Teipel Stefan J, Amaefule Chimezie O, Lüdtke Stefan, Görß Doreen, Faraza Sofia, Bruhn Sven, Kirste Thomas
Deutsches Zentrum für Neurodegenerative Erkrankungen (DZNE) Rostock/Greifswald, Rostock, Germany.
Department of Psychosomatic Medicine, University Medicine Rostock, Rostock, Germany.
Front Psychol. 2022 Apr 25;13:882446. doi: 10.3389/fpsyg.2022.882446. eCollection 2022.
To determine whether gait and accelerometric features can predict disorientation events in young and older adults.
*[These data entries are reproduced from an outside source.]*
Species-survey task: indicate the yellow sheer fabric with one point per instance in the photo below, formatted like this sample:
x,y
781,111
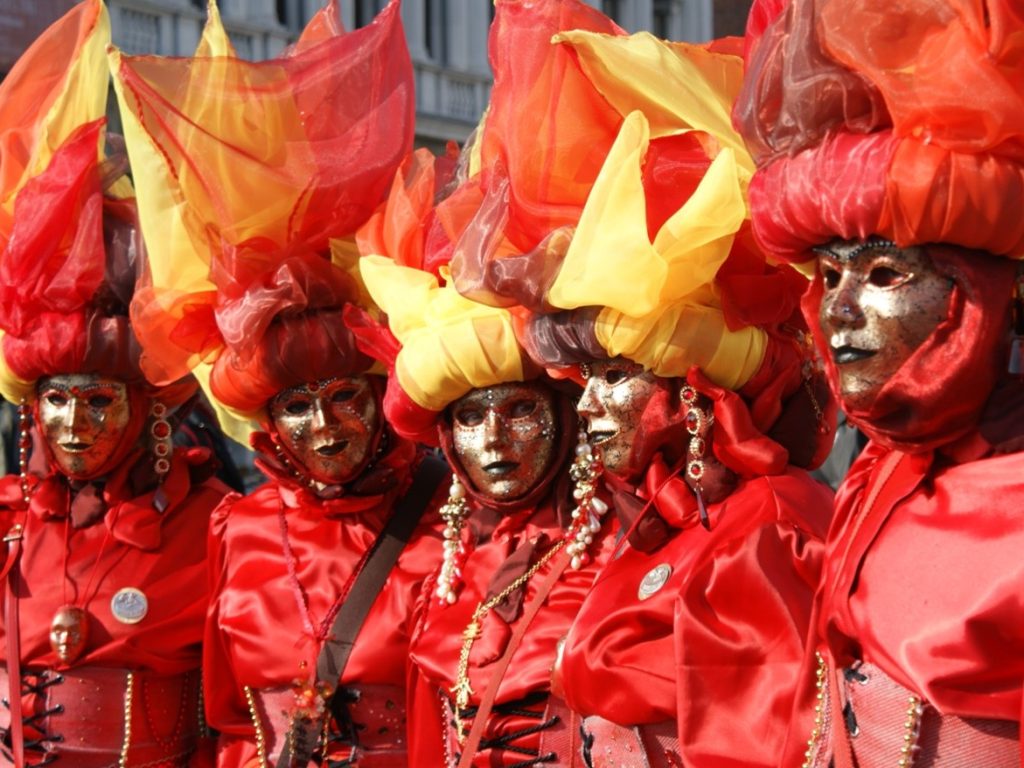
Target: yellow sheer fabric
x,y
58,84
660,304
450,343
214,41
Cognitively healthy younger (18-40 years, = 25) and older (60-85 years, = 28) participants navigated on a treadmill through a virtual representation of the city of Rostock featured within the Gait Real-Time Analysis Interactive Lab (GRAIL) system. We conducted Bayesian Poisson regression to determine the association of navigation performance with domain-specific cognitive functions. We determined associations of gait and accelerometric features with disorientation events in real-time data using Bayesian generalized mixed effect models. The accuracy of gait and accelerometric features to predict disorientation events was determined using cross-validated support vector machines (SVM) and Hidden Markov models (HMM).
Bayesian analysis revealed strong evidence for the effect of gait and accelerometric features on disorientation. The evidence supported a relationship between executive functions but not visuospatial abilities and perspective taking with navigation performance. Despite these effects, the cross-validated percentage of correctly assigned instances of disorientation was only 72% in the SVM and 63% in the HMM analysis using gait and accelerometric features as predictors.
Disorientation is reflected in spatiotemporal gait features and the accelerometric signal as a potentially more easily accessible surrogate for gait features. At the same time, such measurements probably need to be enriched with other parameters to be sufficiently accurate for individual prediction of disorientation events.
确定步态和加速度特征是否能够预测年轻人和老年人的定向障碍事件。
认知健康的年轻参与者(18至40岁,n = 25)和老年参与者(60至85岁,n = 28)在跑步机上通过步态实时分析交互实验室(GRAIL)系统中的罗斯托克市虚拟地图进行导航。我们进行贝叶斯泊松回归以确定导航性能与特定领域认知功能之间的关联。我们使用贝叶斯广义混合效应模型在实时数据中确定步态和加速度特征与定向障碍事件之间的关联。使用交叉验证支持向量机(SVM)和隐马尔可夫模型(HMM)确定步态和加速度特征预测定向障碍事件的准确性。
贝叶斯分析揭示了步态和加速度特征对定向障碍有显著影响的有力证据。证据支持执行功能与导航性能之间的关系,但不支持视觉空间能力和换位思考与导航性能之间的关系。尽管有这些影响,但在使用步态和加速度特征作为预测指标的SVM分析中,正确分配的定向障碍实例的交叉验证百分比仅为72%,在HMM分析中为63%。
定向障碍反映在时空步态特征和加速度信号中,加速度信号可能是一种更容易获取的步态特征替代指标。同时,此类测量可能需要用其他参数进行补充,以便对定向障碍事件进行个体预测时足够准确。